Elias CANNETTI, Il frutto del fuoco. Storia di una vita (1921-1931), Adelphi, Milano 2007
Eugenio MONTALE, Sulla spiaggia,
Il problema centrale del capitalismo fondato sulla libera impresa in una democrazia moderna è sempre stato quello di riuscire a bilanciare il ruolo del governo e quello del mercato. Ma, nonostante molta energia intellettuale sia stata spesa nel tentativo di definire il campo di manovra appropriato a ciascuno di essi, l’interazione fra i due rimane una fonte di fragilità fondamentale. In una democrazia il governo (o la banca centrale) non può semplicemente permettere che le persone soffrano un danno collaterale per lasciare che la dura logica del mercato si esprima. […] Dobbiamo anche riconoscere che una buona economia non può essere separata da una buona politica – e questa, forse, è la ragione per cui un tempo la teoria economica era nota come economia politica. L’errore degli economisti è stato credere che, una volta sviluppato un forte telaio di istituzioni all’interno di un Paese, le influenze politiche al suo interno si sarebbero stemperate e il Paese si sarebbe emancipato per sempre da una condizione “in via di sviluppo”. Ma dovremmo ora ammettere che istituzioni quali i regolamentatori hanno influenza soltanto finché la politica è ragionevolmente ben bilanciata.
Raghuram G. RAJAN, Terremoti finanziari, Einaudi, Torino 2012
Tra tutte le scuse che sentiamo accampare per giustificare il mancato tentativo di mettere fine a questa depressione, c’è il ritornello che viene ripetuto costantemente dagli apologeti dell’inazione: “Dobbiamo focalizzarci sul lungo termine e non sul breve”. […] Concentrarsi unicamente sul lungo termine significa ignorare l’enorme sofferenza che sta causando l’attuale depressione, le vite che sta distruggendo irreparabilmente mentre leggete questo libro.

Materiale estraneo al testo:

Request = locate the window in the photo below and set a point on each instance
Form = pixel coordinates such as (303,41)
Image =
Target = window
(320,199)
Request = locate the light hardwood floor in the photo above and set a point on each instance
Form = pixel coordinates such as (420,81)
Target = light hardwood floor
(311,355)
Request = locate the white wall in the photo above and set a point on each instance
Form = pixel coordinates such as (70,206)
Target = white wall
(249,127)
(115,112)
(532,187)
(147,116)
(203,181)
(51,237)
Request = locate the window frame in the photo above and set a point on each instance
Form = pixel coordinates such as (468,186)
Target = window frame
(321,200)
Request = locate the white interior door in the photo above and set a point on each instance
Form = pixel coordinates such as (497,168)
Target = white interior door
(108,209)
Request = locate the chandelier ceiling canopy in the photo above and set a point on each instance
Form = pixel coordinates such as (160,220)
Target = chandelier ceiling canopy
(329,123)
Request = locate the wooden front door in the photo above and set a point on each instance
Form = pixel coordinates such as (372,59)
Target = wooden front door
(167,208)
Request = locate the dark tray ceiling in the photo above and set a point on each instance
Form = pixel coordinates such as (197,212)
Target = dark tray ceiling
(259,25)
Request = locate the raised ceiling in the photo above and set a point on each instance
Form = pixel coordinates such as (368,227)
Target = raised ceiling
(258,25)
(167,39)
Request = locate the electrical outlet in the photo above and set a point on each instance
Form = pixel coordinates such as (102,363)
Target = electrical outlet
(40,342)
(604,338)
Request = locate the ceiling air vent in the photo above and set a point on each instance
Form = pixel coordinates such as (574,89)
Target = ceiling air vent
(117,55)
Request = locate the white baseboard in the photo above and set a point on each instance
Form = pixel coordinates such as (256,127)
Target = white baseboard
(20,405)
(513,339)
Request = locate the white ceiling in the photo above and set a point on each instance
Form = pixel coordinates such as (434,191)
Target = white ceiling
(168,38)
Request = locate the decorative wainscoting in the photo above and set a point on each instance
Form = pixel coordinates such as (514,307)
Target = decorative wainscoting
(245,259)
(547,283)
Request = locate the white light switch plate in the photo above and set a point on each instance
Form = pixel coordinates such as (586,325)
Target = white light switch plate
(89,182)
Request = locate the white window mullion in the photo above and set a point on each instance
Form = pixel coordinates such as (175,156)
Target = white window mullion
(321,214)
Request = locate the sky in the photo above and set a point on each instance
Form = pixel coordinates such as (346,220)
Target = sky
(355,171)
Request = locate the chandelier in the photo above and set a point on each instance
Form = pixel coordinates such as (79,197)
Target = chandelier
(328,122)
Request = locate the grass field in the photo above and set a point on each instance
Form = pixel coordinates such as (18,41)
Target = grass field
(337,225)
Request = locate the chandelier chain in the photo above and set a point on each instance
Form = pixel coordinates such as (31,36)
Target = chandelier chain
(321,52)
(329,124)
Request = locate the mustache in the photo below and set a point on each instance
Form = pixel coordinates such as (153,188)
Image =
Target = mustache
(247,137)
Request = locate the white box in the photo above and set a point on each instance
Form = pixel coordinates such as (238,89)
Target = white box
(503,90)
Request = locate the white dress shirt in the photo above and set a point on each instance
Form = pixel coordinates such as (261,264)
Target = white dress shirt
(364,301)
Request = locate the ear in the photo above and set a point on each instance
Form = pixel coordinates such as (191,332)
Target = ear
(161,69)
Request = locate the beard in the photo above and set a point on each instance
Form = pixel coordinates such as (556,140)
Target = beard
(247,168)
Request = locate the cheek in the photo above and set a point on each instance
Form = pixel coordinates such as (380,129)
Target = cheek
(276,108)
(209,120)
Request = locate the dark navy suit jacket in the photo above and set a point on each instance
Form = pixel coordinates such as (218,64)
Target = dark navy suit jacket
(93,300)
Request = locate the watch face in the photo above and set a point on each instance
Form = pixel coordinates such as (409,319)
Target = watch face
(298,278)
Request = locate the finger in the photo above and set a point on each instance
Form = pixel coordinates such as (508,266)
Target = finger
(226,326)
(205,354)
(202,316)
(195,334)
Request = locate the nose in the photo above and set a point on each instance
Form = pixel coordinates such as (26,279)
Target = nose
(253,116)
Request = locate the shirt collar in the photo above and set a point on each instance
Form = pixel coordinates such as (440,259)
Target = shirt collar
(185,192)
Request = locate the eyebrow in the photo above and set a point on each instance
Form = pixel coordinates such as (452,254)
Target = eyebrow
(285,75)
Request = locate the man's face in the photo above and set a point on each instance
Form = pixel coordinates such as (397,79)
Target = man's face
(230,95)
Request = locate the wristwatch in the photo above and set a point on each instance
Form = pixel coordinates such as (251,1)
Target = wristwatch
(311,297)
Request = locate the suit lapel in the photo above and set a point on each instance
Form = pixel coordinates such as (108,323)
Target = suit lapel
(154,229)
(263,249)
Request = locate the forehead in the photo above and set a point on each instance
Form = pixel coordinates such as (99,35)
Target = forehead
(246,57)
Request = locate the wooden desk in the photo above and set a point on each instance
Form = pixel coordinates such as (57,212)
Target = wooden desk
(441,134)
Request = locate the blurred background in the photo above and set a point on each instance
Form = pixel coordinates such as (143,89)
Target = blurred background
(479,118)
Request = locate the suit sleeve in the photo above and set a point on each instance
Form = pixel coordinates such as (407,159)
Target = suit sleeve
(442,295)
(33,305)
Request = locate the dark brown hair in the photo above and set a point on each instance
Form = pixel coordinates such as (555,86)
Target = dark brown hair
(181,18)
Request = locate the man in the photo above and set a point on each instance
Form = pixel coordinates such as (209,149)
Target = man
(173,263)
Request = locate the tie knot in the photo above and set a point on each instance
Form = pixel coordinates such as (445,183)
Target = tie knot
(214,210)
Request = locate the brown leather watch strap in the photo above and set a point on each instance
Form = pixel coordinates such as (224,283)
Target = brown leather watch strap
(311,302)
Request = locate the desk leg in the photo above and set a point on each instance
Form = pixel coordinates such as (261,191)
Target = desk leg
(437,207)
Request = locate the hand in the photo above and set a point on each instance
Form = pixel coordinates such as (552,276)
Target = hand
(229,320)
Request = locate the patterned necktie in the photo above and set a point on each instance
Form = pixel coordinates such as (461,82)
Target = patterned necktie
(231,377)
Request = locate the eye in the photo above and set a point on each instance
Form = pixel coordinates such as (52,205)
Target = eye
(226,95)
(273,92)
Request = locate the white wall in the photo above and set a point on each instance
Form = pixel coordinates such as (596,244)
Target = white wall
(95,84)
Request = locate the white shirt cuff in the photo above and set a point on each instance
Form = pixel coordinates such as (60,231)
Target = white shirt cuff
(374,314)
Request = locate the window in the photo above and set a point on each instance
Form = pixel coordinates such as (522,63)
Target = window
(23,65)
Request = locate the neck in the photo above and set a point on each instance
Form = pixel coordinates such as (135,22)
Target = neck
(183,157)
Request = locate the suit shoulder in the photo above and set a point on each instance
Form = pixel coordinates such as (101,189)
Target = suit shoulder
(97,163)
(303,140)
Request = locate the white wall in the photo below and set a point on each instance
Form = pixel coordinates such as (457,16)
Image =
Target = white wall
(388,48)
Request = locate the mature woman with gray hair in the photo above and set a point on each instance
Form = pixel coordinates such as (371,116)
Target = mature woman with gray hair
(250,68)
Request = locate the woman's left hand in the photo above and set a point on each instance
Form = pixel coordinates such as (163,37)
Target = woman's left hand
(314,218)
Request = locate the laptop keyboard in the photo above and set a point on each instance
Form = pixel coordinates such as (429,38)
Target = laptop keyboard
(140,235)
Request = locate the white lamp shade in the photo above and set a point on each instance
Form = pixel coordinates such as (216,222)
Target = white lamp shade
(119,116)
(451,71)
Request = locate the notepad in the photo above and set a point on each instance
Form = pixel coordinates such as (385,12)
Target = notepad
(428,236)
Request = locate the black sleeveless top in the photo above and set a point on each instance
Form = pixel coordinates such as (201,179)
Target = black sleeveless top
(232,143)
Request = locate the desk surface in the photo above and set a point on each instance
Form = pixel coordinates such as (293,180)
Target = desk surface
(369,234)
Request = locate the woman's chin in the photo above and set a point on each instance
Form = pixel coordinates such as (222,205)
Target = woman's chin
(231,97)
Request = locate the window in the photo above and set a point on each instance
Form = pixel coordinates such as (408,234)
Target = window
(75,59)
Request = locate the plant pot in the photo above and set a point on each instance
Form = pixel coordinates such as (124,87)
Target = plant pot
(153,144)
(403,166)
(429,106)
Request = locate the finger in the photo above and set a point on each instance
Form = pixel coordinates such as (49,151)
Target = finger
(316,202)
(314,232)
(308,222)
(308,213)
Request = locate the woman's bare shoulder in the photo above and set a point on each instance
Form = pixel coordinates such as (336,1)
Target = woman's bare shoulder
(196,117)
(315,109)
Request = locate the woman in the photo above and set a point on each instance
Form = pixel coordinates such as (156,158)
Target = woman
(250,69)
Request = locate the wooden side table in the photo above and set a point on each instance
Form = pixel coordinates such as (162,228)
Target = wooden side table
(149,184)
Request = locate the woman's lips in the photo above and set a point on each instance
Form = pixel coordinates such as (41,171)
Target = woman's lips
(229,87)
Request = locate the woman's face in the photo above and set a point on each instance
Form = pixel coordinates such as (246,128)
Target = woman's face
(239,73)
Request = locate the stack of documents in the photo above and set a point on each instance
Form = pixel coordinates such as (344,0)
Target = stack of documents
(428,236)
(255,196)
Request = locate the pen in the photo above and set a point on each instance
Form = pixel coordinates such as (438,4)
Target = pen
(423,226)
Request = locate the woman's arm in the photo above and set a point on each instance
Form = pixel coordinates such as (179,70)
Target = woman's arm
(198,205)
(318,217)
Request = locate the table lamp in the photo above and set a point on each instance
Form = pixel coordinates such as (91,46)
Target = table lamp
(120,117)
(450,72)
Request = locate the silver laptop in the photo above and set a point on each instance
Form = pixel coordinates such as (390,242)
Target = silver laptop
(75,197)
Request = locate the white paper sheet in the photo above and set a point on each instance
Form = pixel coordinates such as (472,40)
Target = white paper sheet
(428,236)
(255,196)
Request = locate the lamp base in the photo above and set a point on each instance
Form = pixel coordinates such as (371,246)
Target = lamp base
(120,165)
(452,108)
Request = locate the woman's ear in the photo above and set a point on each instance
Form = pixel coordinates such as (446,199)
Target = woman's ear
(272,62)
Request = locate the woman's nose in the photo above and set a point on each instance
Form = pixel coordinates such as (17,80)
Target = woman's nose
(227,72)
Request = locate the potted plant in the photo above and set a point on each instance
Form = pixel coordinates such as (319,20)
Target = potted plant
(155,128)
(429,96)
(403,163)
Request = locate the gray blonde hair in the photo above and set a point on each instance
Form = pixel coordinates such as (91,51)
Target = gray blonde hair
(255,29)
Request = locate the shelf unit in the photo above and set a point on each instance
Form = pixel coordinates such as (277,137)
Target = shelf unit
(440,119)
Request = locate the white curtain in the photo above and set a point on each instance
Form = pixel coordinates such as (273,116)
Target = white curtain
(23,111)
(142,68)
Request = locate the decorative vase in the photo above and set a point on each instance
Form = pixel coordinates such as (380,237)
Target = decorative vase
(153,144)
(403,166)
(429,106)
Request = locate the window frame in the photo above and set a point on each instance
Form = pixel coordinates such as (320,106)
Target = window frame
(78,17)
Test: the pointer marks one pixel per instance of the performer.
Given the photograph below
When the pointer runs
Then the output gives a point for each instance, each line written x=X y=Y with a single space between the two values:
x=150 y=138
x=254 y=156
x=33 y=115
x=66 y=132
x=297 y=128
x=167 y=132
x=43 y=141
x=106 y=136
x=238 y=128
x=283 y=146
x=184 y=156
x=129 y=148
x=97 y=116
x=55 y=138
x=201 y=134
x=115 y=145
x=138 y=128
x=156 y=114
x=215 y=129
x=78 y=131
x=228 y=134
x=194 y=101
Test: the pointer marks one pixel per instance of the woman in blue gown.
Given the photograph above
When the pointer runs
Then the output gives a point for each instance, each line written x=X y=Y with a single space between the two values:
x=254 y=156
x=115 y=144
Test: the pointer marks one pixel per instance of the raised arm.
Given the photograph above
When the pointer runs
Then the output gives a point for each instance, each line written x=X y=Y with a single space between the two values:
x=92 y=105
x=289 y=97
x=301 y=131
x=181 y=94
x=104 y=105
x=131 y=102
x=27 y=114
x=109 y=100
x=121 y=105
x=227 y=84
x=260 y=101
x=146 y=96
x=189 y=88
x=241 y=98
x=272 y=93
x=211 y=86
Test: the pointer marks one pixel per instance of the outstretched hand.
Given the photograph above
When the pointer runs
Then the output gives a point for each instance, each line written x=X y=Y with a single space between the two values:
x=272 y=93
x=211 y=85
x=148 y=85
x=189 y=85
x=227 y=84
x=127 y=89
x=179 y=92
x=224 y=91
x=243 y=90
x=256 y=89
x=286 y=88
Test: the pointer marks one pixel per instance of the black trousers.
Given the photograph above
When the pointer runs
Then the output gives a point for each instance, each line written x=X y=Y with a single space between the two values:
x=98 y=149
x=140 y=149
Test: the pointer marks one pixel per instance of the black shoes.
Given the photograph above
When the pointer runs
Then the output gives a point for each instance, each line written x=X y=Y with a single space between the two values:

I nostri problemi di breve periodo – sempre che una depressione giunta al quinto anno rientri in questa definizione – stanno intaccando anche le prospettive di lungo termine, su diversi canali. […] Il primo è l’effetto corrosivo della disoccupazione di lungo termine: se i lavoratori che hanno perso il posto da tempo si considerano inoccupabili, si determina una riduzione di lungo termine nella forza lavoro del paese e quindi nella sua capacità produttiva. La situazione dei neolaureati costretti ad accettare dei lavori in cui non sono necessarie le loro competenze è abbastanza simile: con il passare del tempo potrebbero ritrovarsi, quantomeno agli occhi dei potenziali datori di lavoro, declassati a lavoratori generici, e il loro stock di competenze andrebbe definitivamente perduto. Il secondo è il calo degli investimenti. Le imprese non spendono grosse somme per accrescere la propria capacità produttiva […]. Ultimo problema, ma non certo per importanza: la (pessima) gestione della crisi economica ha mandato in fumo i programmi finalizzati a garantire il futuro.
Paul KRUGMAN, Fuori da questa crisi, adesso!, Garzanti, Milano 2012
Gli americani sono arrabbiati. Sono arrabbiati con i banchieri che hanno contribuito alla crisi finanziaria, senza pagarne le conseguenze. Sono arrabbiati per l’incapacità del sistema politico che ha incolpato i banchieri, ma non è stato in grado di tenerli sotto controllo. Sono arrabbiati con un sistema economico che arricchisce ulteriormente i ricchi e abbandona i poveri al loro destino. Sono arrabbiati perché l’ideale di un “governo del popolo, dal popolo e per il popolo” sembra sparito dalla faccia della Terra […] Fortunatamente gli Stati Uniti possiedono nel loro DNA i geni per intraprendere una riforma. Diversamente da molti altri Paesi, gli americani condividono una grande fiducia nel potere della concorrenza che […] genera enormi benefici. Per sostenere il sistema abbiamo bisogno di più, e non di meno, concorrenza. A differenza di altri Paesi in cui il populismo è sinonimo di demogogia e di dittature autocratiche, l’America ha una positiva tradizione populista volta a proteggere gli interessi dei più deboli nei confronti del potere opprimente delle grandi imprese. Non è un caso che le leggi antitrust siano state inventate negli Stati Uniti.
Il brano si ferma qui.